Bağdat'ın kalbinde, güzellik merkezleri sektörü dikkat çekici bir şekilde büyümeye devam ediyor, ancak sadece görünümü iyileştirmek için değil, aynı zamanda geniş çaplı bir tartışma ve endişe kaynağı haline geldi.

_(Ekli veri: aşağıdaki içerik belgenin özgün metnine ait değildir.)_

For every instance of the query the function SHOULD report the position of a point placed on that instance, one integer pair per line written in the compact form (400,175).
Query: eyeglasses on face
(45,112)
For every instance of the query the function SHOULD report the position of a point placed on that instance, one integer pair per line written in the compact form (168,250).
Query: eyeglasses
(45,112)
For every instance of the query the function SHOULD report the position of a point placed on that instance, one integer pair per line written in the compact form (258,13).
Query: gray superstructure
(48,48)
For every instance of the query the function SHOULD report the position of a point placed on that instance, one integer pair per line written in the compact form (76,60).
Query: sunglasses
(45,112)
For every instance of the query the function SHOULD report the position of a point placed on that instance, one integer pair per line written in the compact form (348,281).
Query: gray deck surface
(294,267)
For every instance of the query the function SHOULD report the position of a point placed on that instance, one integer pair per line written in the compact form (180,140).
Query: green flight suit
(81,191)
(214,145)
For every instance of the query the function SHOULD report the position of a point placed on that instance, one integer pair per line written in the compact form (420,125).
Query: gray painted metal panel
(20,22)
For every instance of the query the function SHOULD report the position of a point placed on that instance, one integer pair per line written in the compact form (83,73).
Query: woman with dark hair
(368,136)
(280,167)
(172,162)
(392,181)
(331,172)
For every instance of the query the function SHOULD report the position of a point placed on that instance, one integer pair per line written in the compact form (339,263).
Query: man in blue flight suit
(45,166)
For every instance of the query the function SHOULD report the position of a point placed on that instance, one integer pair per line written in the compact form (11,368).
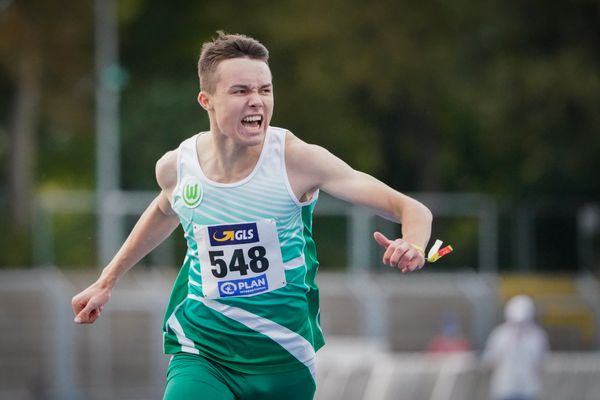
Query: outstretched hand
(400,253)
(87,305)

Kamu sağlığını tehdit eden ihlallerin ortaya çıkmasıyla, sosyal güvenliği tehlikeye atan ve denetimin eksikliği hakkında sorular ortaya çıkaran bu durum, adalet sistemini de etkileyen ciddi suçlarla bağlantılı hale geldi.
Endişe verici bir gelişme olarak, Irak'ın Kürdistan bölgesinde Sağlık Bakanlığı, kadın güzellik salonlarında çalışan yabancı işçiler arasında üç AIDS vakasının tespit edildiğini duyurdu.
Bu vakalar, sağlık izinlerinin yenilenmesiyle ilgili rutin sağlık taramaları sırasında keşfedildi, ancak bu merkezlerin isimleri veya konumları açıklanmadı, bu da vatandaşlar ve bu salonları ziyaret edenler arasında artan endişelere neden oldu, özellikle Bağdat'ta, bu tür merkezlerin yeterli sağlık denetimi olmaksızın hızla yayıldığı bir şehirde.
Ancak mesele sadece sağlıkla sınırlı değil, güvenlik kaynakları, bazı güzellik merkezlerinin yasa dışı faaliyetler için kullanılan birer araç haline geldiğini, bu faaliyetlerin kara para aklama, dolar kaçakçılığı, insan ticareti, uyuşturucu ticareti ve kullanımını içerdiğini ortaya koydu.
Kaynaklar, bu faaliyetlerin bazen siyasi ve milis örtüsü altında gerçekleştiğini ve bu durumun hesap verebilirlik önlemlerini karmaşıklaştırdığını ve devlet kurumlarının bu merkezleri kapatma veya yasal yaptırım uygulama yeteneğini zayıflattığını belirtti.
Ayrıca, bu merkezlerde çalışan bazı kişilerin herhangi bir gerçek tıbbi veya kozmetik eğitim almadığını, bu durumun yüzlerce tıbbi hata yapılmasına ve müşterilere ciddi zararlar verilmesine neden olduğunu, bu hatalardan sorumlu olanların hesaplanmadığını ve bazı yetkililerin bu merkezleri koruduğunu belirtti.
Bazı lüks ve büyük boyutlu salonlar, gerçek kozmetik sektöründen elde edilen gelirle uyumsuz bir şekilde çok yüksek maliyetlerle açıldı, bu da finansman kaynakları hakkında geniş şüpheler uyandırdı ve şüpheli faaliyetlerle bağlantılı olup olmadığı konusunda soru işaretleri yarattı.
Bu gelişmeler, halk arasında bir öfke dalgası yarattı ve sivil toplumun, bu merkezlerin faaliyetlerini sıkı bir şekilde denetlemesi, sektörü daha sıkı bir şekilde düzenlemesi ve kamu sağlığını, ekonomiyi ve ahlaki güvenliği tehdit eden yasa dışı faaliyetlerin salonları aracılığıyla gerçekleştirilmesine fırsat tanıyan kurumları hesaba çekmesi için çağrılarını artırdı.